1) (A/B)^'= (A^' B-B^' A)/B²

2) A^'(cx)=cA^'(x) [c is a constant number ("coefficient")]

3) sinh^'(x)=cosh(x) ; cosh^'(x)=sinh(x)

4) A(B(x))'=A'(B(x))B^'(x)

5) Arctan(x)^'=1/1+x²

6) Use definitions of tanh(x), cotanh(x), sech(x) and cosech(x)

7) cosh²(x)-sinh²(x)=1

Try that out and that way you would be able to solve any problem like those

I'd show below as an example the step by step solution of pr #7 [they use z as a variable instead of x that I used for the Rules above]

f(z) = Arctan (sinh 6z) [For using the Rules above, use A would be the function Arctan, B - the function sinh , the coefficient c is 6

f(z)^'=[use Rules# 5,4,2]=1/(1+[sinh(6z)]²)*cosh(6z)*6=

[now use Rule #7]=[1/cosh²(6z)]*cosh(6z)*6=6/cosh(6z)=[Use Rule#6] =6sech(6z)

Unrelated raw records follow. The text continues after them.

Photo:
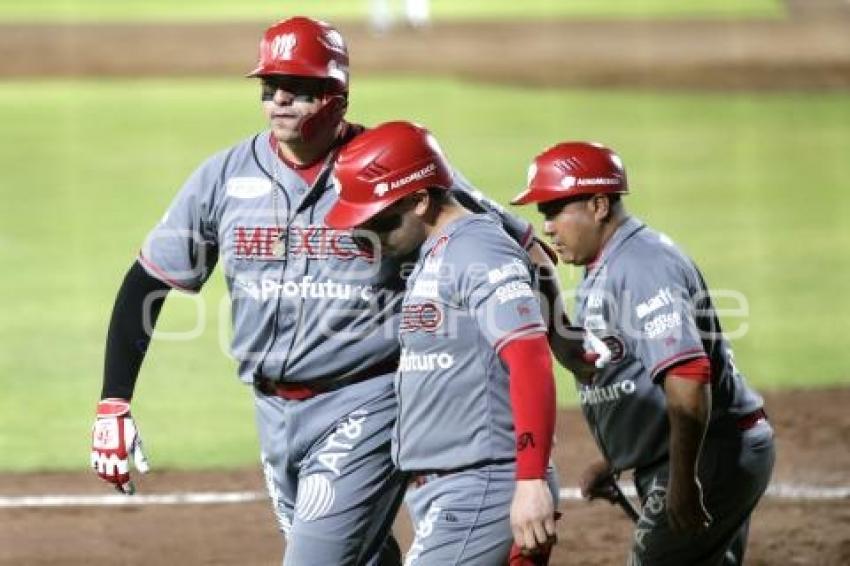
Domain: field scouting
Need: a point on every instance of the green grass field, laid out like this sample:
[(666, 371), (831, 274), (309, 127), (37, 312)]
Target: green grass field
[(752, 185), (338, 10)]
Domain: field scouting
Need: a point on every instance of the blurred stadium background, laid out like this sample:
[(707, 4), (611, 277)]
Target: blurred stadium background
[(733, 119)]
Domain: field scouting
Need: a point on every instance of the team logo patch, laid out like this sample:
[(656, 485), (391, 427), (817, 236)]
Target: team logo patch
[(275, 243), (617, 347), (247, 187), (316, 495), (283, 45), (421, 316), (384, 187)]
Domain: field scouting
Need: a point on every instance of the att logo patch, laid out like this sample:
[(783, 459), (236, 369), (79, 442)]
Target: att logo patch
[(617, 347)]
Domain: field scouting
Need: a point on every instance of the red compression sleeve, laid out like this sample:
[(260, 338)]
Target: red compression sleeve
[(532, 383), (697, 369)]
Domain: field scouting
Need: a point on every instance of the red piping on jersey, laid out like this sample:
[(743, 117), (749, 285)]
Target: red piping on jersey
[(160, 274), (675, 359), (697, 369), (532, 392), (518, 333)]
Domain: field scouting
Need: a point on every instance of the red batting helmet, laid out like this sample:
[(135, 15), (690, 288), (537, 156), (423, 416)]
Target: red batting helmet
[(573, 169), (381, 166), (306, 48)]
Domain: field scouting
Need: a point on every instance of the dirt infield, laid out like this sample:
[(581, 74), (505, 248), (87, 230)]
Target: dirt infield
[(810, 51), (812, 430)]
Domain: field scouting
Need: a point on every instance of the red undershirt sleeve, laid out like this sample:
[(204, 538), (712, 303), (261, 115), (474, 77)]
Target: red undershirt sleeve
[(697, 369), (532, 391)]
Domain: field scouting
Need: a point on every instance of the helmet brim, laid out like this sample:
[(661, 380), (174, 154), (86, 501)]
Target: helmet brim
[(345, 215)]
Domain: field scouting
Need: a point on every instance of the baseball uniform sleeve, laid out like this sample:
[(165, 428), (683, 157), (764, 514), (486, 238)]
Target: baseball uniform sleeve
[(472, 199), (661, 313), (182, 249), (496, 283)]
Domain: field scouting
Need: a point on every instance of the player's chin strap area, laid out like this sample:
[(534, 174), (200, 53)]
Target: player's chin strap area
[(327, 117)]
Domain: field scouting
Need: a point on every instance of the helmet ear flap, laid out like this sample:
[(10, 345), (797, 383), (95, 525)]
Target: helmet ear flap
[(329, 116)]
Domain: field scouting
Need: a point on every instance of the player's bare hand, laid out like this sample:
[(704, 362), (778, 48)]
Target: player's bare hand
[(597, 482), (580, 351), (115, 439), (533, 516), (686, 511)]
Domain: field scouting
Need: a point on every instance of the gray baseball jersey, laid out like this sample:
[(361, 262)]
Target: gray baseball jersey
[(306, 302), (650, 305), (469, 294)]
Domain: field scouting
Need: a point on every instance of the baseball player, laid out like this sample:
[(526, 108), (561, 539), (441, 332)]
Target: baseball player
[(670, 403), (314, 317), (475, 387)]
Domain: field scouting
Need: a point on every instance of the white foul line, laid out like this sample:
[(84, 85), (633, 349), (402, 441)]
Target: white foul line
[(798, 492)]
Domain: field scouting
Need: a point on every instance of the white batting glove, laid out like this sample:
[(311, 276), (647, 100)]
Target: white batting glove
[(594, 344), (115, 439)]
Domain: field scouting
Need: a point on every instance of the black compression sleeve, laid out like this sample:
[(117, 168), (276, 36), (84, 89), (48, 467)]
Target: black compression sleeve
[(127, 340)]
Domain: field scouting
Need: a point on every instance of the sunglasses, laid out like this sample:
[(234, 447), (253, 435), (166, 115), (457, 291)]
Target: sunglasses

An Addendum: If you wonder where the rule #5 is coming from:

1. Atan(x)=tan^-1(x) [Atan is inverse of tan] (a)
2. Use the "Derivative of inverse f^-1(x)" rule

[f^-1(x)]^'=[1/f^'(y)]_f(y)=x (b)

as follows

Atan^'(x)=[1/tan^'(y)]_tan(y)=x (c)

Because tan^'(y)=1/cos²(y) (d)

[you could derive (d) for practice using some of the Rules 1-7 but modified to apply them for trigonometric (sin, cos etc) instead of hyperbolic ,(sh, ch etc.) functions]

Using a trigonometric identity

cos²(y)=1/[1+tan²(y)]

[again, for your practice, try to derive this one using definitions of cos and sin and Pythagorean theorem]

you'd get

1/cos²(y)=[1+tan²(y)] (e)

Therefore from (d) and (e)

tan^'(y)=1/cos²(y)=[1+tan²(y)] (f)

so from (b)

Arctan^'(x)=[1/tan^'(y)]_tan(y)=x=

{1/[1+tan²(y)]}_tan(y)=x=1/(1+x²) (g)

Hope this would be helpful and show you how to use problem solving to learn/review the material. This is one of the tools I use in my class teaching as well as in tutoring sessions.

Good luck Kevin,

Dr.Ariel B.